Latince ismi, "Euphydryas iduna" olan, kalın kenar çizgileri ve beyaz benekleriyle görenleri kendine hayran bırakan "Kuzeyli Nazuğum", dünyada nesli tükenme tehlikesi altına girebilecek canlılar kategorisinde yer alıyor.
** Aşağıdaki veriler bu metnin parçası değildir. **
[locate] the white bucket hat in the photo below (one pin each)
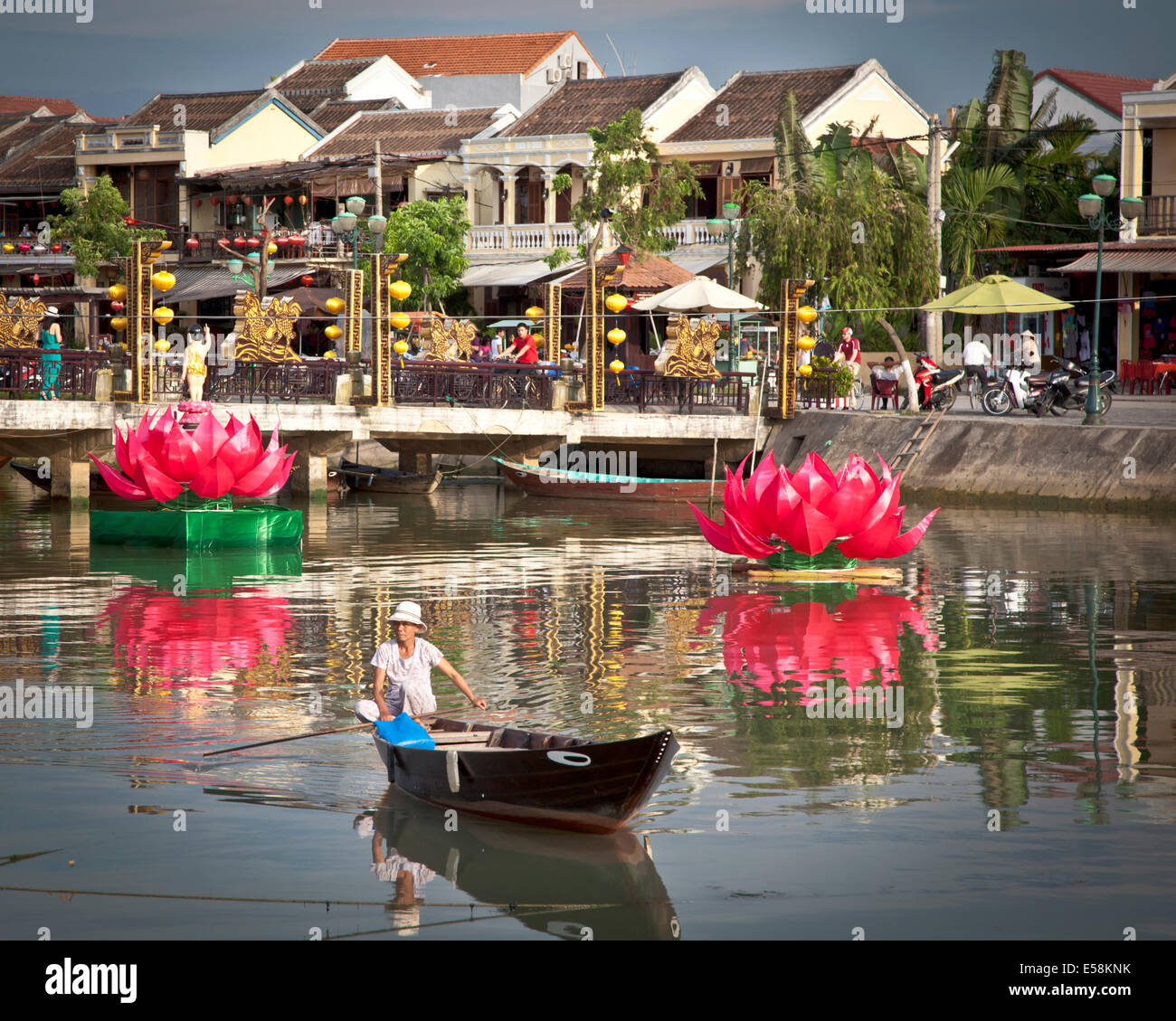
(411, 613)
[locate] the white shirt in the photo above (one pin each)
(408, 680)
(975, 353)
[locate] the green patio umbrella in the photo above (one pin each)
(995, 294)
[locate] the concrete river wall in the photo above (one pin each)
(1006, 461)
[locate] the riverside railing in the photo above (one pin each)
(24, 373)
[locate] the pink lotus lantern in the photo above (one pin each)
(808, 511)
(160, 459)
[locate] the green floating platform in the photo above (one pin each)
(212, 527)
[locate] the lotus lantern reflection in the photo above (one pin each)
(160, 459)
(811, 508)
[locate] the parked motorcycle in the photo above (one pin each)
(1016, 390)
(1071, 391)
(937, 388)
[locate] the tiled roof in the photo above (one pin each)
(648, 273)
(321, 79)
(332, 113)
(203, 112)
(408, 132)
(576, 106)
(508, 53)
(1105, 90)
(47, 161)
(753, 100)
(24, 133)
(18, 104)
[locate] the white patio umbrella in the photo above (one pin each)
(700, 294)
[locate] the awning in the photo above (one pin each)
(506, 274)
(1153, 260)
(697, 261)
(201, 282)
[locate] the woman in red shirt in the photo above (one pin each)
(524, 351)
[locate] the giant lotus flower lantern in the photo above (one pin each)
(812, 517)
(194, 476)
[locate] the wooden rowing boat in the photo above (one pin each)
(372, 479)
(526, 777)
(542, 481)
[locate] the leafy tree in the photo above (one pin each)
(627, 188)
(95, 227)
(839, 220)
(433, 233)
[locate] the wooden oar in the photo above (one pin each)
(279, 740)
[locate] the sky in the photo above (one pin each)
(112, 55)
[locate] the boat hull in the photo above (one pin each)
(371, 479)
(549, 786)
(554, 482)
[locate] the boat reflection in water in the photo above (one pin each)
(786, 641)
(564, 884)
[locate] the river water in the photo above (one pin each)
(1024, 785)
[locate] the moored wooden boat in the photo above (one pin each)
(541, 481)
(372, 479)
(526, 777)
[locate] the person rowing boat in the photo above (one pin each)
(406, 664)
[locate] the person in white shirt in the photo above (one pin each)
(407, 664)
(976, 359)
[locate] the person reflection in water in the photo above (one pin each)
(410, 876)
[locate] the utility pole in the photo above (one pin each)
(379, 181)
(933, 324)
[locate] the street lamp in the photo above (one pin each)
(346, 227)
(716, 228)
(1092, 206)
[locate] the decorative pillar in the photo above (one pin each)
(791, 294)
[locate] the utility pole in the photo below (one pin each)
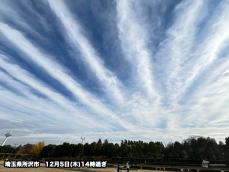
(82, 140)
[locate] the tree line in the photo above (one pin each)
(191, 149)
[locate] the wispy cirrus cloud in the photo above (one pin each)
(175, 54)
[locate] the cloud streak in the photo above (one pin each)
(56, 82)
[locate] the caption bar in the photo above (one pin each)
(55, 164)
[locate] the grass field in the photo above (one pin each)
(43, 169)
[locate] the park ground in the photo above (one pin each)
(43, 169)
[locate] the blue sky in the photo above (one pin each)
(148, 70)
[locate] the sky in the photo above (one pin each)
(119, 69)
Yaygın olarak İskandinav ülkelerinde yaşayan, Türkiye'de ise yalnızca Ağrı Dağı'nın yüksek yamaçlarında bulunduğu düşünülen kelebeğin, Son Buzul Çağı'ndan bugüne kadar burada yaşamını sürdürdüğü biliniyor.
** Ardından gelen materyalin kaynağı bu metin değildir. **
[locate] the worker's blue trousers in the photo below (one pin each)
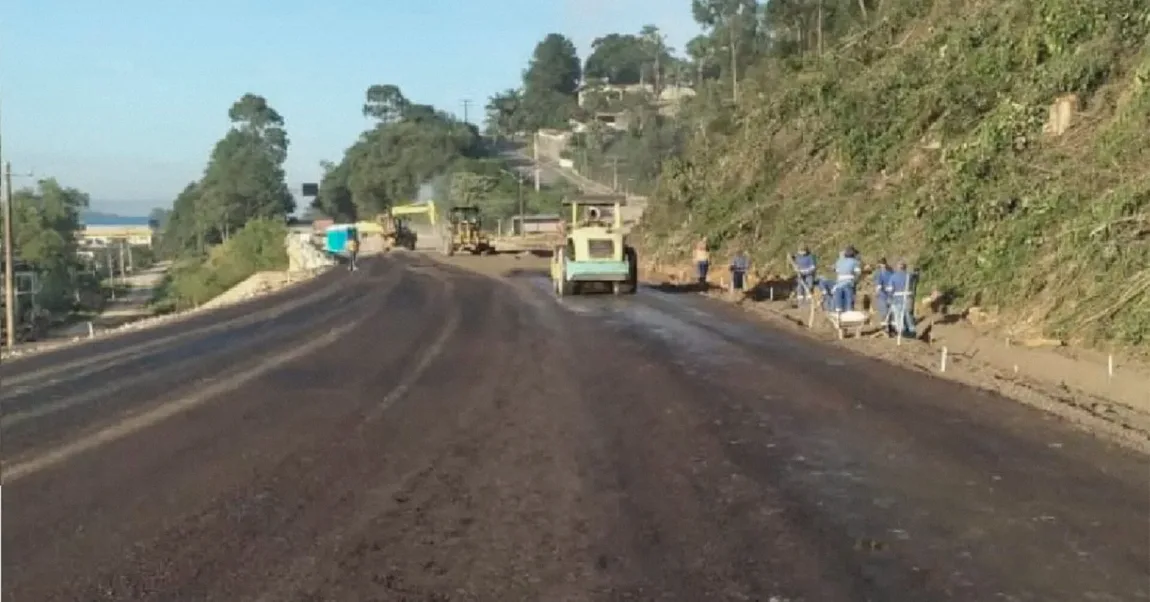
(804, 286)
(737, 279)
(881, 303)
(903, 311)
(702, 268)
(844, 296)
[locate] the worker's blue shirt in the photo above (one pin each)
(901, 281)
(846, 268)
(805, 264)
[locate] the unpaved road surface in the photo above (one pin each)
(414, 432)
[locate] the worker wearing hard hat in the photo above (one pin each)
(882, 289)
(806, 266)
(352, 248)
(848, 268)
(702, 257)
(740, 265)
(902, 282)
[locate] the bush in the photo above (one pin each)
(257, 248)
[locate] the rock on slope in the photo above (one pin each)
(304, 260)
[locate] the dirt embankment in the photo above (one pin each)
(1106, 394)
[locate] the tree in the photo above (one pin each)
(554, 67)
(408, 147)
(616, 58)
(504, 113)
(244, 180)
(45, 227)
(385, 103)
(654, 54)
(468, 188)
(734, 22)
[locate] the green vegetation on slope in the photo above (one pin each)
(46, 225)
(413, 147)
(930, 130)
(259, 246)
(921, 134)
(232, 221)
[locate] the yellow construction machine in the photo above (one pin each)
(396, 231)
(401, 227)
(465, 231)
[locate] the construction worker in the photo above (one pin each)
(806, 266)
(702, 261)
(740, 265)
(848, 269)
(352, 248)
(882, 289)
(902, 282)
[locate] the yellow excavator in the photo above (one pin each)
(465, 229)
(401, 227)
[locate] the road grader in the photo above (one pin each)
(595, 250)
(32, 321)
(465, 231)
(397, 231)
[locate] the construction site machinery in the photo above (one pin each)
(595, 250)
(32, 321)
(465, 231)
(426, 234)
(396, 231)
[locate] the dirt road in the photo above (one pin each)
(414, 432)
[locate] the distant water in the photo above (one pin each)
(113, 220)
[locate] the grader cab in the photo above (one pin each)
(32, 321)
(595, 250)
(465, 230)
(397, 231)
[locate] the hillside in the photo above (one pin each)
(1003, 147)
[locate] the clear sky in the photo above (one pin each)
(124, 99)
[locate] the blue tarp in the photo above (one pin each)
(337, 237)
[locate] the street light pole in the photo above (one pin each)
(522, 210)
(9, 276)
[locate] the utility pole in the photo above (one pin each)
(536, 146)
(123, 274)
(522, 208)
(112, 269)
(9, 276)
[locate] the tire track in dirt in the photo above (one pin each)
(125, 520)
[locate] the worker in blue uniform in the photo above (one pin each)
(902, 282)
(806, 266)
(882, 289)
(848, 268)
(740, 265)
(702, 261)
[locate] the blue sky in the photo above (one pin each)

Araştırmacıların Türkiye'de 4 Ağustos 1970'te Ağrı Dağı'nın yaklaşık 4 bin metre yüksekliğinde kaydettiği ve o günden sonra hakkında herhangi bir bilgiye ulaşılamayan "Kuzeyli Nazuğum", 50 yıl sonra Doğa Korumacı ve Kelebek Araştırmacısı Süleyman Ekşioğlu ile Yaban Hayatı Uzmanı Emin Yoğurtcuoğlu tarafından tekrar görüntülendi.
Ekşioğlu ve Yoğurtcuoğlu, kelebeği arama çalışmalarını ve bölgedeki 3 günlük keşif yolculuklarını anlattı.
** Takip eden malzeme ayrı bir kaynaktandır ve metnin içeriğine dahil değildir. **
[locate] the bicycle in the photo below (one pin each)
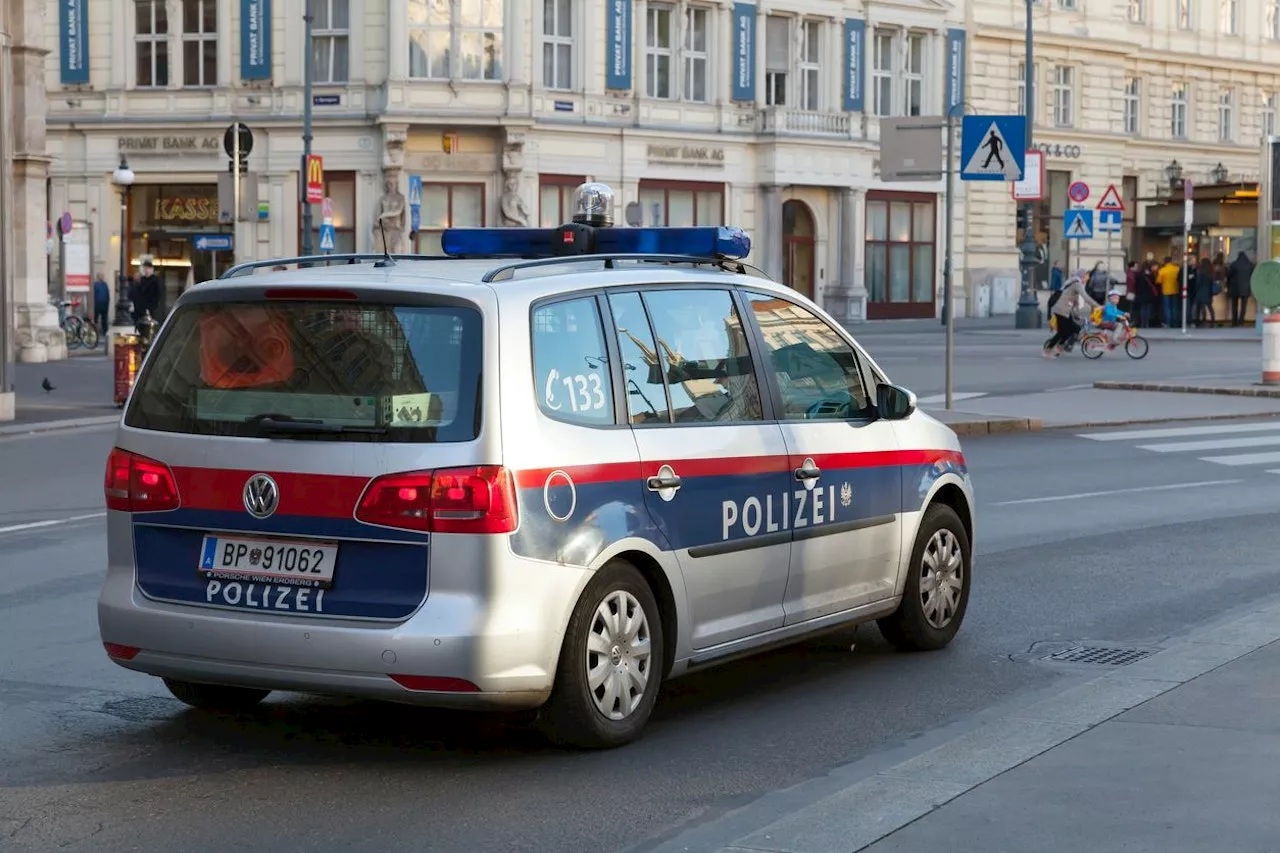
(1096, 341)
(80, 329)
"Kelebeğin doğal yaşam alanı burası değil"
Süleyman Ekşioğlu, uzun yıllardır doğa koruma ve kelebeklerle ilgili çalışmalar yaptığını belirterek, özellikle haklarında çok az şey bilinen kelebekleri daha ilgi çekici bulduğunu söyledi.
Kuzeyli Nazuğum'u da bu sebeple araştırmaya karar verdiğini vurgulayan Ekşioğlu, kuşlarla ilgilenen Emin Yoğurtcuoğlu'nun kendisine bu süreçte yardımcı olduğunu ifade etti.
Ekşioğlu, 3 günlük bir yolculuğun ardından Yoğurtcuoğlu ile Ağrı Dağı'nın 3 bin 800 metre yüksekliğine çıktıklarını, kelebeği bularak fotoğrafını çektiklerini anlattı. Hedeflerine ulaşmanın mutluluğunu yaşadıklarını vurgulayan Ekşioğlu, "İlk dakikalar gördüğümüz şeye inanamaz duruma geldik. Daha sonra tabii bu türün başka bireylerini de gördük. İyi fotoğraflarını çektik." dedi.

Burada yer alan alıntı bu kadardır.